问题
Basically, I am creating a portable class library, and creating a bunch of ViewModels:
public class CustomerViewModel : ViewModelBase
{
public string FirstName { ... } // INPC
public string LastName { ... } // INPC
public string FullName
{
get { return FirstName + " " + LastName; }
}
public ICommand DoFooCommand { get; private set; } // DelegateCommand
private bool CanDoFoo(object parameter) { ... }
private void DoFoo(object parameter) { ... }
}
This is great if I want for reusability for WinRT and WPF apps, but how can I take advantage of this class for an ASP.NET MVC website?
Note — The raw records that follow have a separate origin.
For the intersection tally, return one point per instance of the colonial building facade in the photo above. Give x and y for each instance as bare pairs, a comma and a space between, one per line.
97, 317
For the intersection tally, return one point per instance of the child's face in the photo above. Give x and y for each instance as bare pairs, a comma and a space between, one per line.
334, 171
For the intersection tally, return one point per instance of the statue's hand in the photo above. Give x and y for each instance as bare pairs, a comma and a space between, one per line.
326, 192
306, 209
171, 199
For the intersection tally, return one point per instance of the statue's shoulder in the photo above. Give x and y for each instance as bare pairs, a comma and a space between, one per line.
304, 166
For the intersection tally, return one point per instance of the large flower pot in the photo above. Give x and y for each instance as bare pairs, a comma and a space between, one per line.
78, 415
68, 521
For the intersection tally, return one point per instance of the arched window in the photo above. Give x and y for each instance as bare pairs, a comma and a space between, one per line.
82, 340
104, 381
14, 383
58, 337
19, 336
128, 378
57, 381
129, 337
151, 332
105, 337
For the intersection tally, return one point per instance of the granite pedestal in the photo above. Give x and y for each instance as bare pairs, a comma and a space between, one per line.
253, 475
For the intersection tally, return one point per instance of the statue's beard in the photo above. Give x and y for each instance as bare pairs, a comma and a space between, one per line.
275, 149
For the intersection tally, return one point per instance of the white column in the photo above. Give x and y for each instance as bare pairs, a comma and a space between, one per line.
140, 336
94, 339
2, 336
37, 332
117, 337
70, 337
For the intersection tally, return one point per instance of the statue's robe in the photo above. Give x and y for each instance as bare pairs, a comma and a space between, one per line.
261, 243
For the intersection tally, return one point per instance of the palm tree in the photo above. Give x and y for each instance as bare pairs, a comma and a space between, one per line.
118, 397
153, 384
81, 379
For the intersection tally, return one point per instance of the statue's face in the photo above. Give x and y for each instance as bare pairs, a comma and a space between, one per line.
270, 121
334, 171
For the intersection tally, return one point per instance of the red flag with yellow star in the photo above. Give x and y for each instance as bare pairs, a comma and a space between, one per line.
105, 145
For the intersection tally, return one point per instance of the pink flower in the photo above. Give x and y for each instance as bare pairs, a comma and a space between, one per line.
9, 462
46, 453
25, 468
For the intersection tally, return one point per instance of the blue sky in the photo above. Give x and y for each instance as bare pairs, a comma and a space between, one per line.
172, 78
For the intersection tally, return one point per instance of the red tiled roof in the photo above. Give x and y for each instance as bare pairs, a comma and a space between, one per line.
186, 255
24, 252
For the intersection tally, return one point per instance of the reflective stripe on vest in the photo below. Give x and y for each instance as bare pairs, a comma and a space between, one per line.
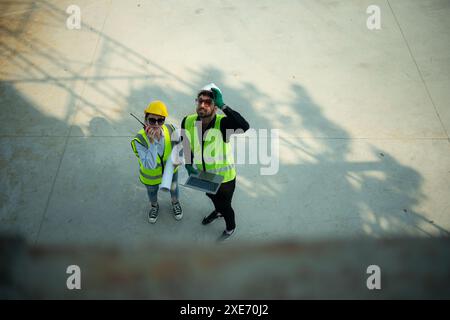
153, 176
221, 161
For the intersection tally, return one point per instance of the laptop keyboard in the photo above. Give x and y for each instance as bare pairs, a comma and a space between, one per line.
206, 185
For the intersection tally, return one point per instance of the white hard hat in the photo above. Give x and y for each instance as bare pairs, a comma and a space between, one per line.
209, 86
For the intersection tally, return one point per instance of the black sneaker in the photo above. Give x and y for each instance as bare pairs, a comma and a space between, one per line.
177, 211
153, 213
225, 235
212, 216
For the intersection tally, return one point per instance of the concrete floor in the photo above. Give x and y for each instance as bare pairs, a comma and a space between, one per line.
363, 115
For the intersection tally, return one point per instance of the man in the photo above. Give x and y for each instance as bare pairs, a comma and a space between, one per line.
200, 129
153, 146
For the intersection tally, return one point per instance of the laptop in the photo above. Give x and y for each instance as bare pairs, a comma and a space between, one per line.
204, 181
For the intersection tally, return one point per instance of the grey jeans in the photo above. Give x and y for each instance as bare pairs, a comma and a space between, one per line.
174, 192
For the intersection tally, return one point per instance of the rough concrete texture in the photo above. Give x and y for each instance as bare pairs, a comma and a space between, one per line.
363, 116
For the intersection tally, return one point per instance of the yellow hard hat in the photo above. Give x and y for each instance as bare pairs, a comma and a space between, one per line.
157, 107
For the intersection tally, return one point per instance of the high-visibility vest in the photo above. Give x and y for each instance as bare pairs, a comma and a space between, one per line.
154, 176
213, 155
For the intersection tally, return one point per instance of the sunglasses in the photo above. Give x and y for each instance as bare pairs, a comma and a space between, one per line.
154, 121
208, 102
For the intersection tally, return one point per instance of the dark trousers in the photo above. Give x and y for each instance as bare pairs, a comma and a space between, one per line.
222, 203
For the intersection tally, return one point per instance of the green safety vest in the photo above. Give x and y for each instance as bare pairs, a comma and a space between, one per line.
154, 176
214, 155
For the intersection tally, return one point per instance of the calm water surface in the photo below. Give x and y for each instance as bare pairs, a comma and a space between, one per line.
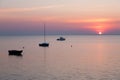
78, 58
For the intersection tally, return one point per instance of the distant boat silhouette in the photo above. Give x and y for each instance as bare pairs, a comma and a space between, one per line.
61, 39
44, 44
15, 52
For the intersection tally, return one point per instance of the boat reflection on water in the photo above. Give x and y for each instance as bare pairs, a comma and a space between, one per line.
61, 39
15, 52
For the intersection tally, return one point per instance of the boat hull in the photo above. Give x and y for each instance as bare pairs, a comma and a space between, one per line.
15, 52
44, 44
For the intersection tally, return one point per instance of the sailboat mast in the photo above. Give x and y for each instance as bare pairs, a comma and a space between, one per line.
44, 34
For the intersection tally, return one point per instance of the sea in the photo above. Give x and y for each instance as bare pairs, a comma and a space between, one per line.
79, 57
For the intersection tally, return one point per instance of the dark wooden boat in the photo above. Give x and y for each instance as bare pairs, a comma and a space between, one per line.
15, 52
61, 39
44, 44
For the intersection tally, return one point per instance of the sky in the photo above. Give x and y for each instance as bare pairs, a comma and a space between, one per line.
19, 17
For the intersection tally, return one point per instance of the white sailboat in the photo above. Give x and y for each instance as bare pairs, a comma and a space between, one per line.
44, 44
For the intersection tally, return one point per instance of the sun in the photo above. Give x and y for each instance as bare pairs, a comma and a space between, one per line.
99, 33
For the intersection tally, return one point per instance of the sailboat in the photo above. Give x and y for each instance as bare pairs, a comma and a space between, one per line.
61, 39
44, 44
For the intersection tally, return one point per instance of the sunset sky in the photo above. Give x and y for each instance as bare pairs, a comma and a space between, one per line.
60, 16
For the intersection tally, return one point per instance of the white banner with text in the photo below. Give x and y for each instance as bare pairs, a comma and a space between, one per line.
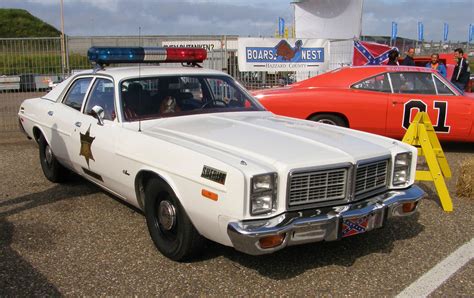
274, 54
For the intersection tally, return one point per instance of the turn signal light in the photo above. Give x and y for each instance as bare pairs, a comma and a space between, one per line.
209, 194
271, 241
409, 207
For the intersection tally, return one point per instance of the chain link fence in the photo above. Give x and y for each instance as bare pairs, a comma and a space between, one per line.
30, 66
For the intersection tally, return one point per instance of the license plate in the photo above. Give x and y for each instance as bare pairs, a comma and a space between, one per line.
354, 226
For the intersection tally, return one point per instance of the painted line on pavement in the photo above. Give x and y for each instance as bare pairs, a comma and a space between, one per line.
432, 279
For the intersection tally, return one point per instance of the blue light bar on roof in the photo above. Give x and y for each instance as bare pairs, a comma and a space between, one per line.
109, 55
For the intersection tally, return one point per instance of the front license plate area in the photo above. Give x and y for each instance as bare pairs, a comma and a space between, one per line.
354, 226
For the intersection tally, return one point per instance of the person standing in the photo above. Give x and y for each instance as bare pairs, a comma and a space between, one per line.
436, 64
393, 57
461, 70
409, 61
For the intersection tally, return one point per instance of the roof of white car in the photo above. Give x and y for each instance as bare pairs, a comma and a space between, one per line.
120, 73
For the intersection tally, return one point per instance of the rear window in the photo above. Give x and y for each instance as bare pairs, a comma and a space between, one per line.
377, 83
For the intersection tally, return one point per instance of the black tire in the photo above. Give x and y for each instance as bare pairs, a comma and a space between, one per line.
174, 236
329, 119
52, 169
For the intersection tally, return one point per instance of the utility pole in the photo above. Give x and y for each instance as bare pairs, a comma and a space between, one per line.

It seems as if I have to just wrap everything this class does into a Controller anyways. Also, is ICommand even usable for an ASP.NET MVC app?
I really don't want to have a client-side MVVM javascript library that is just a recoded version of my view-models.
回答1:
Direct use of this in the MVC ViewModels would be at least pointless and dysfunctional. This is because unlike MVVM in WPF the instance of the ViewModel is not kept across interactions (clicks, POSTs etc.) but re-created. Therefore the whole INPC (INotifyPropertyChanged) would not work.
ICommand would need to be enabled/disabled based on other properties to which the view would be data bound but the databinding (so to speak) in MVC is one-time (at render) which would render this concept useless, also.
MVVM and MVC are not compatible, sorry. I went through the same problem a few years ago trying to reuse stuff across platforms but I couldn't. Not even with T4 (text templates) which I tried to transform the (WPF-ish) ViewModel class into a more acceptable form for MVC.